The HTTP/1.0 specification: section 8 defined the GET, POST and HEAD methods and the HTTP/1.1 specification: section 9 added 5 new methods: OPTIONS, PUT, DELETE, TRACE and CONNECT. By being specified in these documents their semantics are known and can be depended upon. Any client can use any method that they want and the server can choose to support any method it wants. If a method is unknown to an intermediate it will be treated as an un-safe and non-idempotent method. There is no limit to the number of methods that can be defined and this allows for future methods to be specified without breaking existing infrastructure. For example WebDAV (RFC5789) defined 7 new methods and RFC5789 specified the PATCH method.
Method | Description |
---|---|
CONNECT | This specification reserves the method name CONNECT for use with a proxy that can dynamically switch to being a tunnel (e.g. SSL tunneling). |
DELETE | The DELETE method requests that the origin server delete the resource identified by the Request-URI. |
GET | The GET method means retrieves whatever information (in the form of an entity) is identified by the Request-URI. |
HEAD | The HEAD method is identical to GET except that the server MUST NOT return a message-body in the response. |
OPTIONS | The OPTIONS method represents a request for information about the communication options available on the request/response chain identified by the Request-URI. |
POST | The POST method is used to request that the origin server accept the entity enclosed in the request as a new subordinate of the resource identified by the Request-URI in the Request-Line. |
PUT | The PUT method requests that the enclosed entity be stored under the supplied Request-URI. |
TRACE | The TRACE method is used to invoke a remote, application-layer loop-back of the request message. |
RFC 2616-sec9: HTTP Method definitions: http://www.w3.org/Protocols/rfc2616/rfc2616-sec9.html
URI Length Limits
Implementation | Limit |
---|---|
Firefox | Unlimited, although instability occurs with URLs reaching around 65,000 characters. |
Safari | Unlimited. |
Internet Explorer v6 - v7 | Maximum length of a URL in Internet Explorer is 2,083 characters, with no more than 2,048 characters in the path portion of the URL. |
Internet Explorer v8+ | Maximum length of a URL in Internet Explorer is 4,095 characters, with no more than 2,048 characters in the path portion of the URL. Maximum mailto: length is 500 to 512 characters long. |
Sitemap Protocol | <loc> URL of the page.

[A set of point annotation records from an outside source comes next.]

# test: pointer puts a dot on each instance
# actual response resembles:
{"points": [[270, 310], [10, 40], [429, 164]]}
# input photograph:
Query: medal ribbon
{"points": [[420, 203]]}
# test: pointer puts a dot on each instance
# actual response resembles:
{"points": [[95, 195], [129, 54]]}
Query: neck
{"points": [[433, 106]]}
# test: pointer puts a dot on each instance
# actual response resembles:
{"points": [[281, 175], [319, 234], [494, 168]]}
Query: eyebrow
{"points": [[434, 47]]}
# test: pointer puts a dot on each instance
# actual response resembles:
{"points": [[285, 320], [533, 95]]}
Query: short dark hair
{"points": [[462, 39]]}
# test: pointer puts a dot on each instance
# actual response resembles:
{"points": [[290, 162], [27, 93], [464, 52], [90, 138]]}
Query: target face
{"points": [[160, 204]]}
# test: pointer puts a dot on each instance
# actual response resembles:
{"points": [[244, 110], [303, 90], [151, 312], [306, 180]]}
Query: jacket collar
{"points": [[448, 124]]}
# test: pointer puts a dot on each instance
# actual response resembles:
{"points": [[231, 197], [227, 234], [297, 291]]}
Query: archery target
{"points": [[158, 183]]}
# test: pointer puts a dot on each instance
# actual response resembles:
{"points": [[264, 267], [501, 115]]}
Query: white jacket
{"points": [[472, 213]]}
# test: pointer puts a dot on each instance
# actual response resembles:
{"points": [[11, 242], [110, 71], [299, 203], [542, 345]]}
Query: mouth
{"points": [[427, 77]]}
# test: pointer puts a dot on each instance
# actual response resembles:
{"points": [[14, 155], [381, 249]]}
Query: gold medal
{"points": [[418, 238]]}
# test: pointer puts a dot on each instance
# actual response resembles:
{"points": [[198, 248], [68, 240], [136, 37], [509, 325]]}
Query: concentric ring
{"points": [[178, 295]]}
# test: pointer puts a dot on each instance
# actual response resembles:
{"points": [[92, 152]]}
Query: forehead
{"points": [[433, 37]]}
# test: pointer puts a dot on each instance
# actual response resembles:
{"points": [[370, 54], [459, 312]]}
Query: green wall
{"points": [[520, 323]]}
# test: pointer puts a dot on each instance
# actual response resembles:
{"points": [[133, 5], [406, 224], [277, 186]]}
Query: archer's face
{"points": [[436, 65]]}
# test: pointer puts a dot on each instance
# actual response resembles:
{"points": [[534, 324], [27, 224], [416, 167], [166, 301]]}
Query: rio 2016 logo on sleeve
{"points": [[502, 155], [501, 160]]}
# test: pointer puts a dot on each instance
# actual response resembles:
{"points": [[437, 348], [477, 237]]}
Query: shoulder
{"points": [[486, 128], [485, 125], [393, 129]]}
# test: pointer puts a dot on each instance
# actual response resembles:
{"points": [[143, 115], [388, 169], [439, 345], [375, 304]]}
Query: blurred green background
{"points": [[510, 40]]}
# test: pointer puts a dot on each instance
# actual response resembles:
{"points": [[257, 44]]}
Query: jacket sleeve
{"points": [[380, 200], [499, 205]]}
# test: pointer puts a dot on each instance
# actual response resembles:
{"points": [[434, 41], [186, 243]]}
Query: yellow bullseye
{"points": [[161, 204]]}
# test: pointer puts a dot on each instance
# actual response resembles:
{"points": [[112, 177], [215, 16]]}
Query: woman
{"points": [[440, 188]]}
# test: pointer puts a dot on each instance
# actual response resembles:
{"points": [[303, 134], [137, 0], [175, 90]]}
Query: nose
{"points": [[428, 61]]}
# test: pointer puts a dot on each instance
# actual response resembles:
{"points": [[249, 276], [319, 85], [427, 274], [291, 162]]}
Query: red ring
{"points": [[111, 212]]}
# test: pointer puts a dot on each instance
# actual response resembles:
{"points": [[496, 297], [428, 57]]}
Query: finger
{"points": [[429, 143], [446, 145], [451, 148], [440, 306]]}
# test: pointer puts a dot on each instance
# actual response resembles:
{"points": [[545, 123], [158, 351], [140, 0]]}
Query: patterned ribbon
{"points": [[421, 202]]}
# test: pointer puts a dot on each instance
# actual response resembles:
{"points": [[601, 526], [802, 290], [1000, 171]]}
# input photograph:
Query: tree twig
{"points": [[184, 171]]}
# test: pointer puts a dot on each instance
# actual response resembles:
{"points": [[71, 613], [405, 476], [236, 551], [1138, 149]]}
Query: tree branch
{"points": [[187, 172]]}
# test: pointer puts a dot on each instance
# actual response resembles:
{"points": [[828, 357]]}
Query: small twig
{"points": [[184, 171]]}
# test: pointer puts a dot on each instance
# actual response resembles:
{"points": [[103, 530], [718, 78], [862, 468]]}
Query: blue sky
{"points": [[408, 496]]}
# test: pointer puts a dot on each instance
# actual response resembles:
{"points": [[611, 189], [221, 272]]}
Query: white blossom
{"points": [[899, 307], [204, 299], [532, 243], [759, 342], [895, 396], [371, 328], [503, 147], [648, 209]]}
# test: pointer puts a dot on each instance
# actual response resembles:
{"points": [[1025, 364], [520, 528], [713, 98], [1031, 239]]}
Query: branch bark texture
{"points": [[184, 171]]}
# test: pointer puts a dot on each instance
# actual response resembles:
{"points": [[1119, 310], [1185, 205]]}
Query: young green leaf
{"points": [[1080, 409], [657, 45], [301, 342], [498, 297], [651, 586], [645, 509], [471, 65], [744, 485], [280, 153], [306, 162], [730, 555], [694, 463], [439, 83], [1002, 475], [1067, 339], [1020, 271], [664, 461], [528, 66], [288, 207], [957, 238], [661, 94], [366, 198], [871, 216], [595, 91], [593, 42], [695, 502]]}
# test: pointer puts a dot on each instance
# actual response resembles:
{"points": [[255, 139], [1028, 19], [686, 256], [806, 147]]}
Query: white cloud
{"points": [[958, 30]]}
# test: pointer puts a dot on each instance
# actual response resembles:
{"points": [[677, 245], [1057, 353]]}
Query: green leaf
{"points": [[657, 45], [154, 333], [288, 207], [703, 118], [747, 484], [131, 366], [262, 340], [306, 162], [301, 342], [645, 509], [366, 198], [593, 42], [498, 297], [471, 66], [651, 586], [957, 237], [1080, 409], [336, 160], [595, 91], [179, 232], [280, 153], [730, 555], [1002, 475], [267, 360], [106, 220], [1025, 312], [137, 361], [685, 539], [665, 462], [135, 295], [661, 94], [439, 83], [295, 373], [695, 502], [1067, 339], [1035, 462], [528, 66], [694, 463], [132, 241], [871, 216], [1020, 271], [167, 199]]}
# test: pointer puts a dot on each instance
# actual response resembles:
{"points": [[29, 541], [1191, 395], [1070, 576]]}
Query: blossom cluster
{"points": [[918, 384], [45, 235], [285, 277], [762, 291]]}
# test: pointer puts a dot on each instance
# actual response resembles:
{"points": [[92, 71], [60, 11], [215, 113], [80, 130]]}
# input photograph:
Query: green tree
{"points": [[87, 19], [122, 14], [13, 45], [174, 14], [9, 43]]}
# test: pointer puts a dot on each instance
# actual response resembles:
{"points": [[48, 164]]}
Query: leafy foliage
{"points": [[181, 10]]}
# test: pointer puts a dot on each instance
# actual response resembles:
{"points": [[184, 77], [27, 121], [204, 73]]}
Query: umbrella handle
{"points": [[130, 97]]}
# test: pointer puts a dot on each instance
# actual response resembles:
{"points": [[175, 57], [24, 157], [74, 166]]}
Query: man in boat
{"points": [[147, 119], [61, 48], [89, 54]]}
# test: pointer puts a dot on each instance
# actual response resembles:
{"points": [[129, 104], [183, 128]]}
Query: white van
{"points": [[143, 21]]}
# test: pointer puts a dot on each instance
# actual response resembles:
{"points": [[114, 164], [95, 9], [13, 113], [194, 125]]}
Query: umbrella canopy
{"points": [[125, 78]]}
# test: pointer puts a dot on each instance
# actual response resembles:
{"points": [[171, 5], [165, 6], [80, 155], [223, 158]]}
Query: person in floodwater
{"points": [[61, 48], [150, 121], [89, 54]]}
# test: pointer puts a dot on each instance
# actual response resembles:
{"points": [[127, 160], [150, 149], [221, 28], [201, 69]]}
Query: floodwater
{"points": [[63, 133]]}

This URL must begin with the protocol (such as http) and end with a trailing slash, if your web server requires it. This value must be less than 2,048 characters. |
GoogleBot crawler | Google will index URLs up to 2047 characters in length. |
Google search results page(SERP) | Google index-able links that will work when clicked in the SERP's is ~1855 characters in length. |
Request Message
The request message consists of the following:
The request line and headers must all end with <CR><LF> (that is, a carriage return character followed by a line feed character (\r\n)). The empty line must consist of only <CR><LF> and no other whitespace. In the HTTP/1.1 protocol, all headers except Host are optional.
A request line containing only the path name is accepted by servers to maintain compatibility with HTTP clients before the HTTP/1.0 specification in RFC1945.
RFC 2616-sec5: HTTP Request: http://www.w3.org/Protocols/rfc2616/rfc2616-sec5.html
Response Message
The response message consists of the following:
The Status-Line and headers must all end with <CR><LF> (a carriage return followed by a line feed). The empty line must consist of only <CR><LF> and no other whitespace.